This is not a review of the Rothko exhibition at the Gemeentemuseum; a super event surely, advertised all over The Hague on a poster with the most attractive purple colour ever. This is a stream of thoughts by a painter, me, walking by the works of one of the best artists of the last century at least. The exhibition is so much museum minded, educational, a set up for the wide public, with the beginning, the middle and the end clearly marked and explained. It is not bad to use the language to guide; can’t imagine what the reaction would be if there were only the paintings standing there, calling to the chaos. I am not sure whether Rothko would have approved the exhibition, but then he is dead so long that his opinion is a relic for historians and archivists. His works on the other hand stand like space rocks on the walls, detached from the content of the room. We, the spectators, belong to the squared floor and the air above it while the paintings pulsate in present-infinity. They represent the rarely heard moment of tuning to the universe’s sound. Some of us feel that this tuning is what painting is about, just like music. Yet, it is rather improbable for anyone to weep in front of them in the company of at least thirty others in the room and the audio guides in hands and ears.
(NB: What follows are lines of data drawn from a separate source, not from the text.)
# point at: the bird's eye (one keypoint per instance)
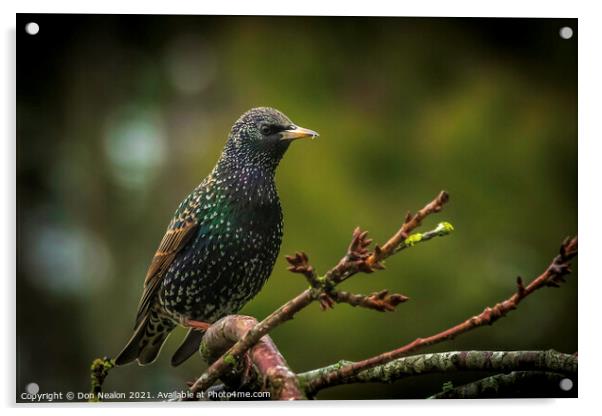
(266, 130)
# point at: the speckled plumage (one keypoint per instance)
(222, 243)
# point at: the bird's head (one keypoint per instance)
(261, 136)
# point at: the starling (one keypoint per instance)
(222, 243)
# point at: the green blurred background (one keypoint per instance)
(119, 117)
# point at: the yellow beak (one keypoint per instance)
(298, 133)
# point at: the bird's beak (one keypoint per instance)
(296, 132)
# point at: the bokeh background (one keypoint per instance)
(119, 117)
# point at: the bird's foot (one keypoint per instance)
(189, 323)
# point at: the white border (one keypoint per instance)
(590, 70)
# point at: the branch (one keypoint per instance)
(99, 370)
(503, 385)
(265, 368)
(454, 361)
(552, 276)
(358, 258)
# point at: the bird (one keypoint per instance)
(222, 243)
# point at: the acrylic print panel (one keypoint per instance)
(153, 202)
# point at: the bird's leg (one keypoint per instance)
(189, 323)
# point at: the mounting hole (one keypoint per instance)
(566, 32)
(32, 388)
(566, 384)
(32, 28)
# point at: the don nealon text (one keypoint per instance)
(176, 395)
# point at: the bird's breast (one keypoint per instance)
(229, 259)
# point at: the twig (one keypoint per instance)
(446, 362)
(99, 370)
(381, 301)
(269, 368)
(552, 276)
(516, 384)
(357, 259)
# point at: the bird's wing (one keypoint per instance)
(175, 239)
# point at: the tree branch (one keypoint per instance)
(357, 259)
(553, 275)
(502, 385)
(265, 368)
(454, 361)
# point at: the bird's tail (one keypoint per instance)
(189, 346)
(149, 336)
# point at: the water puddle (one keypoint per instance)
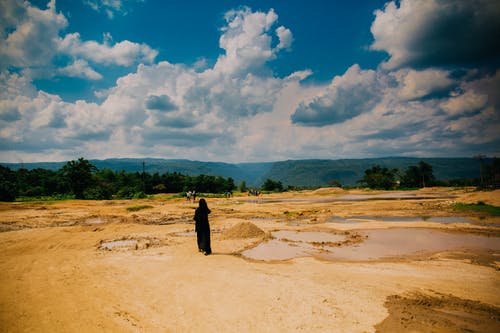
(439, 219)
(394, 196)
(127, 244)
(307, 236)
(122, 244)
(292, 244)
(94, 220)
(379, 244)
(398, 242)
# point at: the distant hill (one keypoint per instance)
(293, 172)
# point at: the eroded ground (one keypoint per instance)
(88, 266)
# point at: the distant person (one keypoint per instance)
(202, 227)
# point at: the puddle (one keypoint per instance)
(307, 236)
(387, 243)
(94, 220)
(123, 244)
(394, 196)
(380, 244)
(186, 234)
(439, 219)
(130, 244)
(291, 244)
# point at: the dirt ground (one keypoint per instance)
(95, 266)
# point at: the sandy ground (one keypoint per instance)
(56, 274)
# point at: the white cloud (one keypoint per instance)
(465, 103)
(239, 111)
(285, 36)
(111, 7)
(418, 84)
(430, 33)
(124, 53)
(80, 68)
(29, 38)
(346, 97)
(247, 42)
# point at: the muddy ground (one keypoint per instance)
(94, 266)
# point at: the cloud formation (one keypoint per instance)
(437, 33)
(420, 102)
(31, 40)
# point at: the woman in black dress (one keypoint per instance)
(202, 227)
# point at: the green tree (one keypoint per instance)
(8, 188)
(378, 177)
(79, 175)
(271, 185)
(418, 176)
(243, 186)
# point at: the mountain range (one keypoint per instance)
(302, 173)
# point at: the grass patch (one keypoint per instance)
(138, 207)
(479, 207)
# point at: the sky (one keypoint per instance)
(248, 81)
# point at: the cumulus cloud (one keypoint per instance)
(29, 34)
(347, 96)
(110, 7)
(239, 110)
(426, 83)
(437, 33)
(30, 39)
(80, 68)
(162, 102)
(247, 42)
(124, 53)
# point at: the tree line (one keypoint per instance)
(80, 179)
(421, 175)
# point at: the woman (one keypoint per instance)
(202, 227)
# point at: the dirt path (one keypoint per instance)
(55, 278)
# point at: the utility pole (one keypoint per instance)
(144, 177)
(480, 158)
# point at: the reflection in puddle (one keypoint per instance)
(94, 220)
(382, 243)
(126, 243)
(186, 233)
(307, 236)
(291, 244)
(406, 241)
(439, 219)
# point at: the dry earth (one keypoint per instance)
(94, 266)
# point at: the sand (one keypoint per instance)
(243, 230)
(56, 275)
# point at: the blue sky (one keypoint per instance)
(241, 81)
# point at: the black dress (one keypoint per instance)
(202, 229)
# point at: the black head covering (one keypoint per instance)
(203, 206)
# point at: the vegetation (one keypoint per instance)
(378, 177)
(138, 207)
(271, 185)
(82, 180)
(480, 207)
(418, 176)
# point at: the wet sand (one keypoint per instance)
(93, 266)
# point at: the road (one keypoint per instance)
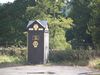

It is kind of odd this high-end presentation in between the produces of the creative industry (which of course has goggled up the myth and the money about Rothko too, no doubt). However, in the times of no-object art, this is a formidable reminder that painting is not some kind of trick, is not entertainment nor a description of anything, and certainly does not need words to go with it nor heavy meanings and references. By the way, painting does not need to be interactive either; standing contemplative in front of it should be enough.

Still, Rothko’s earlier works are amusing throwing into insignificance the charms of shape or texture: mucky, indelicate, incomprehensible just as observations of something not visible. Colour passes by quickly and then as the rooms darken to host the reds and the blacks, I align once more with his view, that red and black are not like the other colours. They are as far as it can be from being decorative or descriptive and therefore closer to the step beyond. Besides, once you’ve shifted towards them it needs a good dosage of insanity to help you get by; the emotional crack is unbearable. When you have a good hatch in reality to get back and forth, it can very well not be the end. But then again, talking about the self inflicted end; imagine, you have an ailing body, you’re working in loneliness for a spiritual experience in painting and then this is your destiny: you have rallied with a soup can and the soup can won (and in an extended time projection too).

It can also though be the accomplished life that allows the end.

“Silence is so accurate.” M.R.

Read also my article on Dutch Review Mark Rothko in The Hague

Mark Rothko at the Gemeentemuseum Den Haag
Mark Rothko at the Gemeentemuseum Den Haag
...as the rooms darken...
…as the rooms darken…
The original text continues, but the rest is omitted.